If you are interested in timing some different Forths, you'll find that Tali2 runs in py65mon out of the box. You may also find interesting, in the test folder on github, the files talitest.py and cycles.fs. The talitest.py extends py65mon, loads a binary file into the memory space (it's currently set to load taliforth-py65mon.bin but you can change it if you want) and it also provides a cycle counter mapped into the memory space. You read from address 0xF006 to start the cycle counter (ignoring the result), read from 0xF006 to stop the cycle counter (again ignoring the result), and then the cycle count between those two accesses is available as a 32-bit value in memory locations 0xF008-F00B. Just beware that the 32-bit value is presented in Tali2's double format, which is neither little endian or big endian for the entire 32-bit value. This allows it to be read directly using 2@. Because this is memory mapped, it could be used by any Forth that will run in py65mon.
- barrym95838
- Posts: 2056
- Joined: 30 Jun 2013
- Location: Sacramento, CA, USA
Re: Fastest 65C02 Forth?
Yeah, I think that several small little-endian systems store Forth doubles in middle-endian (NUXI) format.
Got a kilobyte lying fallow in your 65xx's memory map? Sprinkle some VTL02C on it and see how it grows on you!

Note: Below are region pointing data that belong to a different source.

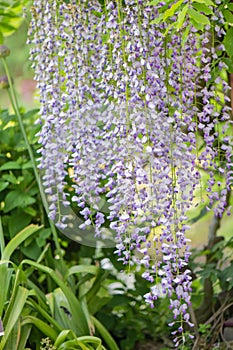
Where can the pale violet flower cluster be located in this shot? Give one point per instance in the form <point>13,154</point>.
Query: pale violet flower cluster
<point>121,124</point>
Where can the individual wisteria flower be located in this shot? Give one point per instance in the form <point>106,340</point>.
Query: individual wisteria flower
<point>132,118</point>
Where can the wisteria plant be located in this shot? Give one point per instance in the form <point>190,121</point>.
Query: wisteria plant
<point>135,110</point>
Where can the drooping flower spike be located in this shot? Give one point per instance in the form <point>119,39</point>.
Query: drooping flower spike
<point>131,117</point>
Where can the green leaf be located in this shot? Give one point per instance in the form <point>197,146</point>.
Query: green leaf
<point>153,2</point>
<point>18,239</point>
<point>171,11</point>
<point>16,305</point>
<point>197,25</point>
<point>41,325</point>
<point>229,63</point>
<point>181,17</point>
<point>78,316</point>
<point>202,8</point>
<point>105,38</point>
<point>228,42</point>
<point>3,185</point>
<point>10,178</point>
<point>83,269</point>
<point>18,222</point>
<point>17,198</point>
<point>105,335</point>
<point>228,16</point>
<point>198,17</point>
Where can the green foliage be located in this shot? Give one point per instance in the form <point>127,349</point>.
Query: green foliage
<point>10,17</point>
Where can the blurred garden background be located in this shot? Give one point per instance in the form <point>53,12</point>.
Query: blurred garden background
<point>58,294</point>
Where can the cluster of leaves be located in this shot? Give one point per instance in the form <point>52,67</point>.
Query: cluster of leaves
<point>67,300</point>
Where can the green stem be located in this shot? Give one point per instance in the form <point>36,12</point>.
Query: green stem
<point>14,102</point>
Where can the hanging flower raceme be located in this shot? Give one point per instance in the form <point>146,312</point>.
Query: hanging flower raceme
<point>121,118</point>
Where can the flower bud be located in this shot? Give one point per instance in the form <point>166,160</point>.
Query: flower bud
<point>4,51</point>
<point>4,83</point>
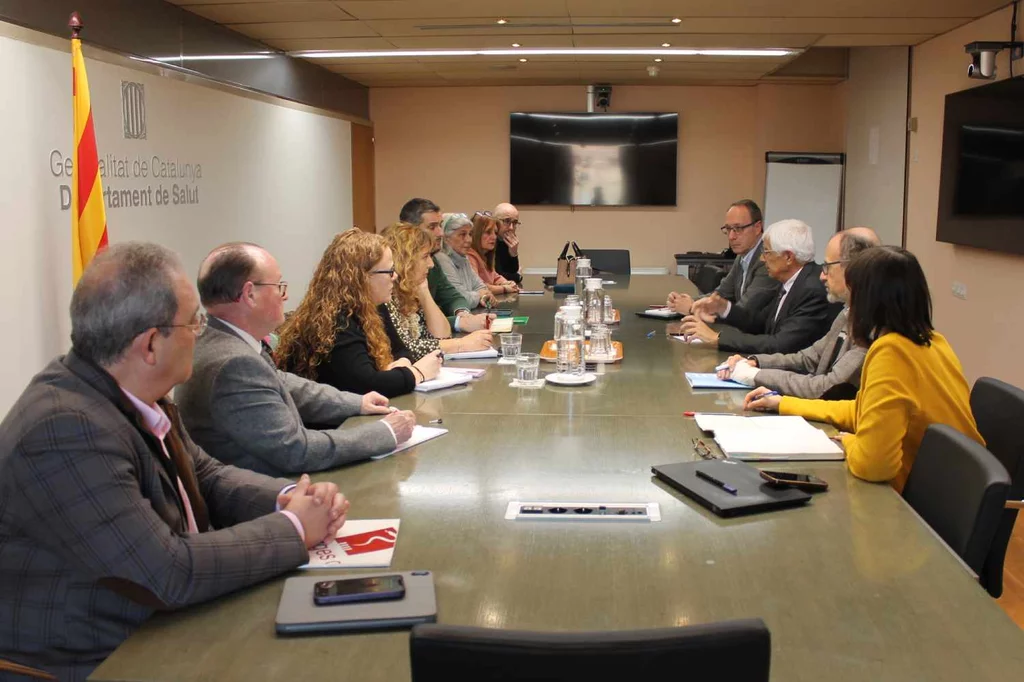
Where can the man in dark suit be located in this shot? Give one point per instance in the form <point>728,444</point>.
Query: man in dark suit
<point>241,409</point>
<point>108,510</point>
<point>748,282</point>
<point>799,314</point>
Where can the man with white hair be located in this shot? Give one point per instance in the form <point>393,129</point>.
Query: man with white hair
<point>800,313</point>
<point>507,249</point>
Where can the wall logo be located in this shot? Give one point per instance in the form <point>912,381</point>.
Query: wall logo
<point>133,110</point>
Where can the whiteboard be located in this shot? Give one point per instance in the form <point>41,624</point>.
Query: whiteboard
<point>806,186</point>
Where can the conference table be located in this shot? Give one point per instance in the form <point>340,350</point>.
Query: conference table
<point>852,586</point>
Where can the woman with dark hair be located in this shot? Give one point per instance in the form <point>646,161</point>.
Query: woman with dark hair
<point>910,380</point>
<point>341,335</point>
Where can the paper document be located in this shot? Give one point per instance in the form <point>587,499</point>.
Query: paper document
<point>359,544</point>
<point>711,380</point>
<point>449,377</point>
<point>775,437</point>
<point>472,354</point>
<point>420,434</point>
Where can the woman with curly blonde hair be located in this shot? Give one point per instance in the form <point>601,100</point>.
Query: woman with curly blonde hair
<point>421,325</point>
<point>340,334</point>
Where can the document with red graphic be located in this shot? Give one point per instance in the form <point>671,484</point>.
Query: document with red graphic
<point>359,544</point>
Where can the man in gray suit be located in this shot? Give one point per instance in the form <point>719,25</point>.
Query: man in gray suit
<point>242,409</point>
<point>833,364</point>
<point>108,510</point>
<point>748,282</point>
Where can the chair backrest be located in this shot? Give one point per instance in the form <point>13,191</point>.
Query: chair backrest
<point>998,411</point>
<point>735,650</point>
<point>960,488</point>
<point>609,260</point>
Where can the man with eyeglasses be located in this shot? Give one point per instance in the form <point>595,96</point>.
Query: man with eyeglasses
<point>427,215</point>
<point>507,248</point>
<point>748,281</point>
<point>242,409</point>
<point>108,510</point>
<point>830,367</point>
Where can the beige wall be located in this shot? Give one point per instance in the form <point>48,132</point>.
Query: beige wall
<point>451,144</point>
<point>986,329</point>
<point>876,140</point>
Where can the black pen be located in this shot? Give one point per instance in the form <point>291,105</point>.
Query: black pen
<point>731,489</point>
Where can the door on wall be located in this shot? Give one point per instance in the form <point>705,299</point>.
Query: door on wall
<point>364,213</point>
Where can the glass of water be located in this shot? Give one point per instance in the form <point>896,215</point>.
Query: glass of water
<point>511,344</point>
<point>527,369</point>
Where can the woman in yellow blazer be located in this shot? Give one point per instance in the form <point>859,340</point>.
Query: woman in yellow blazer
<point>910,379</point>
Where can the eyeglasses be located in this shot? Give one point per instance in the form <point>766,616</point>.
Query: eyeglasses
<point>197,327</point>
<point>727,229</point>
<point>702,451</point>
<point>282,286</point>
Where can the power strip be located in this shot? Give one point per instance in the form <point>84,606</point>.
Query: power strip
<point>583,511</point>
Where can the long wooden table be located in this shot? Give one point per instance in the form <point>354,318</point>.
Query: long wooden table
<point>853,586</point>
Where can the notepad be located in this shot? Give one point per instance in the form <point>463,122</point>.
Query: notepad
<point>770,437</point>
<point>446,378</point>
<point>472,354</point>
<point>711,380</point>
<point>420,434</point>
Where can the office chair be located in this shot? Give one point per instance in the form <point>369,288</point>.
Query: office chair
<point>609,260</point>
<point>960,488</point>
<point>998,410</point>
<point>735,650</point>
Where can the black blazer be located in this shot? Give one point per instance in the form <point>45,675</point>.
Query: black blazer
<point>351,368</point>
<point>805,317</point>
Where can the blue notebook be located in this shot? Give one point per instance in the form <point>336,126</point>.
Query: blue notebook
<point>700,380</point>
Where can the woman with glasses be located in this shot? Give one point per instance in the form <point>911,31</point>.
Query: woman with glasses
<point>910,380</point>
<point>481,255</point>
<point>420,324</point>
<point>341,333</point>
<point>454,261</point>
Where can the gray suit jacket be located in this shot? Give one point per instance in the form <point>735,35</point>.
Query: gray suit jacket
<point>813,371</point>
<point>759,287</point>
<point>92,534</point>
<point>246,412</point>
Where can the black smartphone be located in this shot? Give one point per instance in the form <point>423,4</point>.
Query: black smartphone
<point>786,479</point>
<point>358,589</point>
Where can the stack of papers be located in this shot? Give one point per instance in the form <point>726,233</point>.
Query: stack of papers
<point>449,377</point>
<point>779,437</point>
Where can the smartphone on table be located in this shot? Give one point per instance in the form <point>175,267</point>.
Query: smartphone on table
<point>358,589</point>
<point>786,479</point>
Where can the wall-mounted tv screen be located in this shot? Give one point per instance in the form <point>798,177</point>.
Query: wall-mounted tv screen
<point>593,159</point>
<point>981,192</point>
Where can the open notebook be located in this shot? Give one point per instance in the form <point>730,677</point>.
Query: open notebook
<point>770,437</point>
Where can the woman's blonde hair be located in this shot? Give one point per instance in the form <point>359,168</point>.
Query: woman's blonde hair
<point>340,287</point>
<point>480,224</point>
<point>408,244</point>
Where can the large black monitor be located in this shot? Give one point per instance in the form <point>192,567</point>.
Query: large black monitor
<point>593,159</point>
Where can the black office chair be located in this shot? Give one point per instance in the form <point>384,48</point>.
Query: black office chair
<point>998,410</point>
<point>960,488</point>
<point>609,260</point>
<point>735,650</point>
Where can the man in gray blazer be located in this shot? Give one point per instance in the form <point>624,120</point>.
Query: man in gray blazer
<point>108,510</point>
<point>748,283</point>
<point>242,409</point>
<point>833,363</point>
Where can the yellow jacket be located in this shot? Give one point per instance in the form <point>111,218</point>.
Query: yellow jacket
<point>904,388</point>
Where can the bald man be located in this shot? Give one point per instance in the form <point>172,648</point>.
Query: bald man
<point>244,411</point>
<point>507,250</point>
<point>829,368</point>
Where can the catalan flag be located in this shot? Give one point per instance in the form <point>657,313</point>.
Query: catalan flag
<point>88,217</point>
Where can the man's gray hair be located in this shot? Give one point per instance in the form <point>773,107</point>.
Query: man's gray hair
<point>126,290</point>
<point>792,236</point>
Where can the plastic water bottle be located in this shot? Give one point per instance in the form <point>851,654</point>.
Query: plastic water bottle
<point>569,344</point>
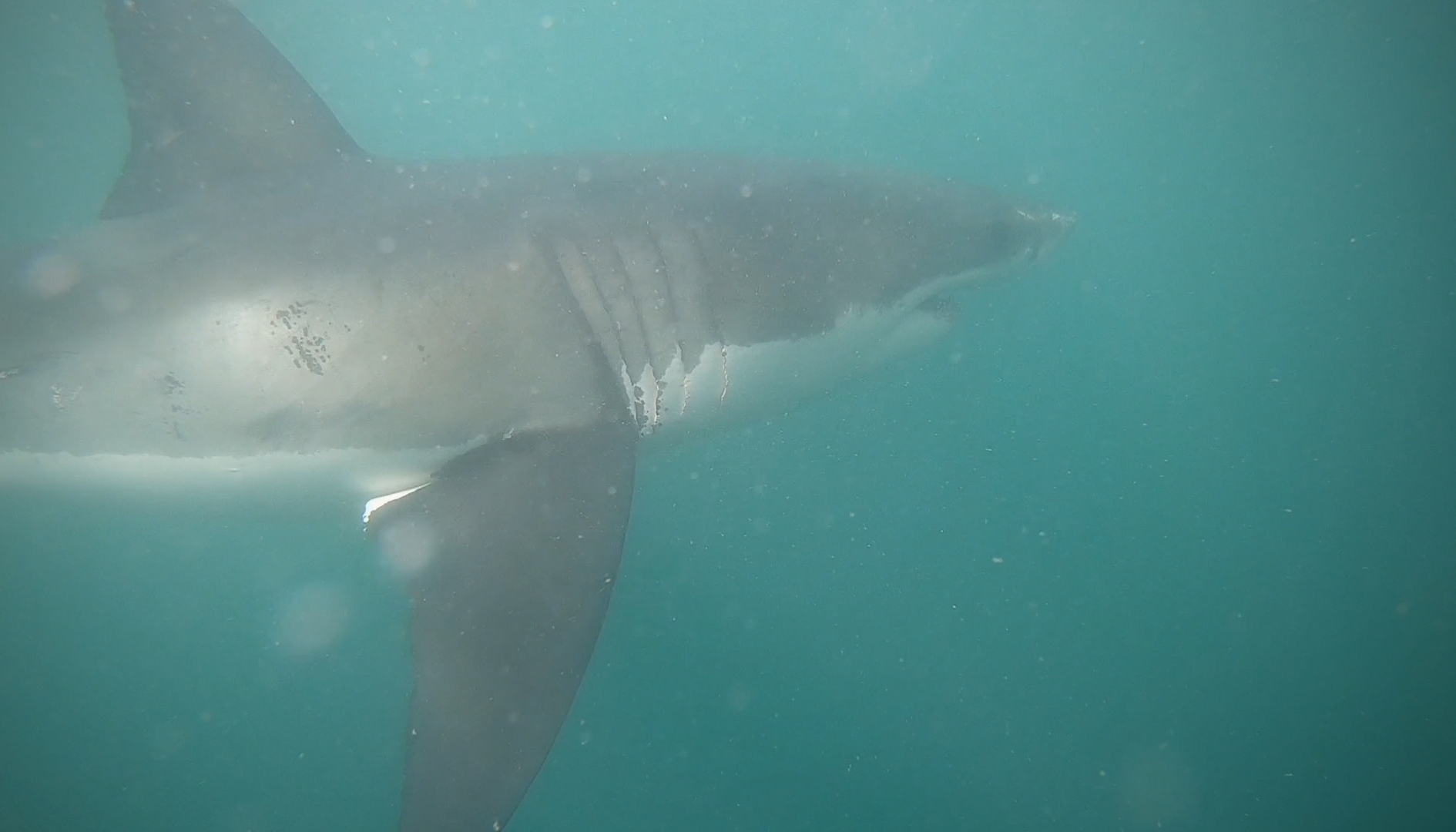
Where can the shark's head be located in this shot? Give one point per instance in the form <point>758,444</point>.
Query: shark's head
<point>811,274</point>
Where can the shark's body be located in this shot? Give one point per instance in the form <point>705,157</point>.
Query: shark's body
<point>472,351</point>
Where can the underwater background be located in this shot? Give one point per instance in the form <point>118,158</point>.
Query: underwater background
<point>1162,538</point>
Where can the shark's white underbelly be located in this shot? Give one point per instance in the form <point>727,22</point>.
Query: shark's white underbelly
<point>727,385</point>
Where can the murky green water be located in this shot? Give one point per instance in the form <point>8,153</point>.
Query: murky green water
<point>1161,538</point>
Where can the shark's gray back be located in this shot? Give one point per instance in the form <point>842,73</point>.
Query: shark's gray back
<point>391,307</point>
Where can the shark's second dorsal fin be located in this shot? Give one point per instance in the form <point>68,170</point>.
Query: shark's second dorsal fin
<point>209,99</point>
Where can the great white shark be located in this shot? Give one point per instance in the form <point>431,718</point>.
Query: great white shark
<point>469,356</point>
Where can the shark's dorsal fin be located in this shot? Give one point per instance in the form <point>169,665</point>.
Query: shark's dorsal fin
<point>209,99</point>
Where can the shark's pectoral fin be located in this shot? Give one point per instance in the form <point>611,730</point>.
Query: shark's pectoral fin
<point>517,547</point>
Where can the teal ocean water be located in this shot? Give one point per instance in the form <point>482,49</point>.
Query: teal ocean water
<point>1162,538</point>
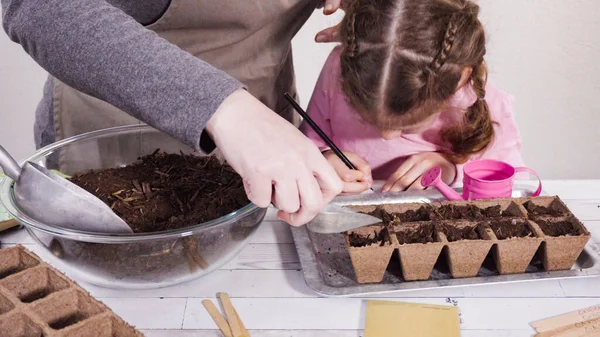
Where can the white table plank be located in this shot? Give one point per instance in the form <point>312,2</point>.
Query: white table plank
<point>588,287</point>
<point>320,333</point>
<point>237,283</point>
<point>573,189</point>
<point>149,313</point>
<point>339,314</point>
<point>525,289</point>
<point>585,210</point>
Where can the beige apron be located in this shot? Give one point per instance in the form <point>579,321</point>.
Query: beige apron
<point>249,39</point>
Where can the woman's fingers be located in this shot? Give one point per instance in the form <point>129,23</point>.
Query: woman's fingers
<point>362,166</point>
<point>331,34</point>
<point>286,195</point>
<point>311,200</point>
<point>356,187</point>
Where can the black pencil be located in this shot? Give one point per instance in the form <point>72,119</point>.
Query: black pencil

Mike B. (about me) (learning how to github)
Mike B. (about me) (learning how to github)
Re: Fastest 65C02 Forth?
SamCoVT, this sounds really appealing. I'm going to work on getting it running. Is there a way to produce standalone binaries or would I need to include the whole 21k package with anything I create?